В тот вечер легли они рано – около девяти. После ужина Тамара убрала со стола, умыла и ополоснула Кирюшку в специально приспособленной ванне, обтёрла, причесала его, дала выпить ему лекарства и уложила в чистом белье в постель. Он был спокойный, но грустный и молчаливый, попросил поставить Бетховена и не выключать ночник. Она завела пластинку, сделала громкость потише, погасила верхний свет и сама легла, порядком вымотанная, с гудящими ногами и ноющей спиной. Зазвучали фортепьянные, проникновенные бетховенские сонаты. Кажется, на «Аппассионате» она уснула.
Ночью Тамара слышала, как Кирюшка ворочался и кряхтел во сне, но вставать к нему не стала: это было обычным делом… А утром её мальчик был уже неживой. Список его неизлечимых диагнозов и ворох документов с обследованиями и эпикризами не помещались в чемодан, а умер он от паралича сердца: «внезапная сердечная смерть», в 19 лет.
… После поминок Тамара с тётками вернулась в общежитие и сразу легла на Кирюшкину кровать: не спать, а просто сил больше не было - заниматься делами, разговаривать, думать, жить. В голове помутнело, всё тело колотил озноб.
Тётки устроились на диване, сообразили чай, включили телевизор и продолжили свой тихий, глухой, но непрестанный трёп.
Через некоторое время Тамара почувствовала, что кто-то взял её за руку и стал тихонько поглаживать, будто утешая, успокаивая, унимая. Она подумала, что это тётка, но рука была что-то слишком большая и гладкая. Она открыла глаза и увидела стоящего рядом с ней Кирюшку – живого, совершенно здорового, с умными, всё понимающими глазами, в которых читалось безмерное сострадание и любовь. Тамара слабо удивилась:
- Сыночек, ты не умер? Не больно тебе?
Кирюшка промолчал и виновато улыбнулся. Откуда-то доносились явственные звуки возвышенной оркестровой музыки. Тамара не могла глаз оторвать от сына.
- Я вся извелась… Какой ты у меня красивый… Кто это? Слышишь?..

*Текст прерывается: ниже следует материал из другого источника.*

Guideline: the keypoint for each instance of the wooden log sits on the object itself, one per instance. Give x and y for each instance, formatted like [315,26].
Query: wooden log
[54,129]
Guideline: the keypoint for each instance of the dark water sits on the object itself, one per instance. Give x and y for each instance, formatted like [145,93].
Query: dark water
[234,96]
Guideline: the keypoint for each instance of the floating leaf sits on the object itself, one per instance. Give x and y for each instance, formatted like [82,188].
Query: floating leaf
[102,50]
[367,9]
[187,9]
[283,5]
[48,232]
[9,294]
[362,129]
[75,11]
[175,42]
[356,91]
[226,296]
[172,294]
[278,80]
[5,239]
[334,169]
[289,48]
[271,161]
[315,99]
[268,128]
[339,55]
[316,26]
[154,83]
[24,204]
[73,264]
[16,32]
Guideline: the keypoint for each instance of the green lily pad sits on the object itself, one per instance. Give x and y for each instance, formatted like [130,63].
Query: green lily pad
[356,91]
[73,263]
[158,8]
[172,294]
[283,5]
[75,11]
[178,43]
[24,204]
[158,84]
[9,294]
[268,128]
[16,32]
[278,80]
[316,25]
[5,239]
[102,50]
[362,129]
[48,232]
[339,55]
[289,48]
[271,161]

Тамара вдруг огляделась, плохо соображая, где она находится. Комната была вроде та же – её убогая конура, но всё в ней было непривычно и внове: сияло, дышало свежестью, благоденствием и покоем.
- Откуда столько света, сынок? Вроде вечер уже… Светло-то как… И музыка такая необыкновенная… Как божок по душе босыми ножками пробежал…
Кирюшка обернулся на странный далёкий зов и отпустил её руку.
- Сынок, ты тоже слышишь? Кто это? Это меня зовут, меня…
Тамару окатила и поглотила огромная горячая волна, она схватилась за сердце:
- Ой, сыночек, в груди печёт… Ох… Господи!.. Тепло… Тепло мне…
Тамара попыталась привстать на зовущий её голос, и всё моментально исчезло: в комнате было темно, слышалось тиканье часов и громкое старческое сопение тёток, в окно изредка забегали тени от проезжавших мимо машин. От подушки сильно и привычно пахло Кирюшкой. Из глаз Тамары вырвались две исступлённые слезы - первые со смерти её единственного сына - и она, с необъяснимым благодарным облегчением, завыла в полный голос.